I know that some people tried using regular rock shoes as liners and ended up with serious frostbite, since rock shoes have no insulation and are usually bought very tight. But these were more like boot liners, with insulation and such as you would expect for a liner, plus a sticky sole, wrapped around like a rock shoe. Visualize something like the regular liners for the Scarpa Invernos (lace to the toe), but with sticky rubber wrapping around like a Mythos. My impression was that they would work the same as the regular liners when used as a liner, and would be passable as a rock shoe. When I stuck my foot in them, they felt pretty much like my regular liners, not any less comfortable. But I didn't try them on a climbing wall or out in the snow, so I don't know how they climb or how good the insulation really is.

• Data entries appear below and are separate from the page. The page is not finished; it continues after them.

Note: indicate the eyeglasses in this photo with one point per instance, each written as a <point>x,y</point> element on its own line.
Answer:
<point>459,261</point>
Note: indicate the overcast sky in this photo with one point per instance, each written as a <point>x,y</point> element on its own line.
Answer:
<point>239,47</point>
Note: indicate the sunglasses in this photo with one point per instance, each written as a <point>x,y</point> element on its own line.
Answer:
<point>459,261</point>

I'm just suggesting they might be worth a look.

8:40 a.m. on November 6, 2002 (EST)
(Guest)

Re: the ones I saw

I like the idea below, but I will say I have used the "boot in shell" technique in the Alps on mixed routes without any problem several times, in fact it worked like a charm. Also, liners were kept on for slogging, rock shoes on at the base of the climb, then shells/crampons on for ice/snow sections. Also, to reiterate, rock boots definitely should be relaxed fit, allowing for a liner sock as well. As for me, thats preferred anyway since I really don't climb much rock over 5.9 Also, fwiw, I was taught this by a highly experienced UIAGM guide who had climbed in the Alps for at least 20 years.

Quote:

I know that some people tried using regular rock shoes as liners and ended up with serious frostbite, since rock shoes have no insulation and are usually bought very tight. But these were more like boot liners, with insulation and such as you would expect for a liner, plus a sticky sole, wrapped around like a rock shoe. Visualize something like the regular liners for the Scarpa Invernos (lace to the toe), but with sticky rubber wrapping around like a Mythos. My impression was that they would work the same as the regular liners when used as a liner, and would be passable as a rock shoe. When I stuck my foot in them, they felt pretty much like my regular liners, not any less comfortable. But I didn't try them on a climbing wall or out in the snow, so I don't know how they climb or how good the insulation really is. I'm just suggesting they might be worth a look.